Artifact Creation Modes

Create a new artifact version using a single run, collaboratively using distributed writers, or as a patch against a prior version.

New versions of an Artifact can be created in one of three ways:

  • Simple: A single run provides all the data for a new version. This is the most common case and is best suited for when the run fully recreates the needed data. For example: outputting saved models or model predictions in a table for analysis.

  • Collaborative: A set of runs collectively provides all the data for a new version. This is best suited for distributed jobs which have multiple runs generating data, often in parallel. For example: evaluating a model in a distributed manner, and outputting the predictions.

  • Patch: (coming soon) A single run provides a patch of the differences to be applied. This is best suited when a run wants to add data to an artifact without needing to recreate all the already existing data.
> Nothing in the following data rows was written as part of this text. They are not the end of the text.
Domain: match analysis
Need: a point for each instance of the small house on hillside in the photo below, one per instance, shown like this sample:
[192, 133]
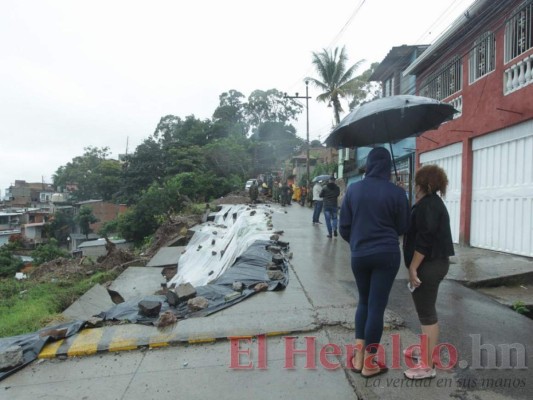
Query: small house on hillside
[96, 248]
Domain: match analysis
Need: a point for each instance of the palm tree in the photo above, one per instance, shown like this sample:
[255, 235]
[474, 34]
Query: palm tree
[335, 79]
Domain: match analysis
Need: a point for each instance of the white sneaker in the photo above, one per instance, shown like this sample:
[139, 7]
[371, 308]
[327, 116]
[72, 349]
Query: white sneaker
[413, 354]
[420, 373]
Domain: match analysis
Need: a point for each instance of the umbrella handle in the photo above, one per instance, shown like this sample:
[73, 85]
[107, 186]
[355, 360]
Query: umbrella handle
[394, 164]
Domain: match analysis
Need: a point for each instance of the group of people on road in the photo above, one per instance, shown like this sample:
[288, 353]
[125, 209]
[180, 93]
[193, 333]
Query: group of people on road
[374, 214]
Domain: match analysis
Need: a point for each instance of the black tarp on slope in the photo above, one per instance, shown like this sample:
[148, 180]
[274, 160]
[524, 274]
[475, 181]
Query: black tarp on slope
[33, 343]
[249, 268]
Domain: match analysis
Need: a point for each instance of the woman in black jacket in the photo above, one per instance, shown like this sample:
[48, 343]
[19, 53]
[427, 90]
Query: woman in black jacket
[426, 247]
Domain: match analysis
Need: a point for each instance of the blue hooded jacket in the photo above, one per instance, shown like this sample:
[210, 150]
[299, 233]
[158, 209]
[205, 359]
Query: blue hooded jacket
[374, 211]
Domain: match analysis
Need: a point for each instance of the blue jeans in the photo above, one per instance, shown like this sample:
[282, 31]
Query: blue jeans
[330, 213]
[317, 210]
[374, 276]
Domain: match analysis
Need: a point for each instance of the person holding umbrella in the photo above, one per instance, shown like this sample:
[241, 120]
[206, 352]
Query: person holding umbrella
[427, 246]
[317, 202]
[374, 213]
[330, 196]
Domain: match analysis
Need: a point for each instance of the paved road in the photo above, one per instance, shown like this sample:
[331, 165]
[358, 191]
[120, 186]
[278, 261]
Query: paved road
[317, 309]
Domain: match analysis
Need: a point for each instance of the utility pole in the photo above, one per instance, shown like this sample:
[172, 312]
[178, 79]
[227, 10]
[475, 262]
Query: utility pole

For example: you have a golden dataset which is created by running a daily web scraper - in this case, you want the run to append new data to the dataset.

Simple Mode

To log a new version of an Artifact with a single run which produces all the files in the artifact, use the Simple Mode:

with wandb.init() as run:
artifact = wandb.Artifact("artifact_name", "artifact_type")
# Add Files and Assets to the artifact using
# `.add`, `.add_file`, `.add_dir`, and `.add_reference`
artifact.add_file("image1.png")
run.log_artifact(artifact)

This pattern is so common, that we provide a method of creating the version without explicitly starting a run using Artifact.save():

artifact = wandb.Artifact("artifact_name", "artifact_type")
# Add Files and Assets to the artifact using
# `.add`, `.add_file`, `.add_dir`, and `.add_reference`
artifact.add_file("image1.png")
artifact.save()

Collaborative Mode

To allow a collection of runs to collaborate on a version before committing it, use the Collaborative Mode. There are two key ideas to keep in mind when using Collaborative Mode:

  1. Each Run in the collection needs to be aware of the same, unique ID (called distributed_id) in order to collaborate on the same version. As a default, if present, we will use the run's group as set by wandb.init(group=GROUP) as the distributed_id.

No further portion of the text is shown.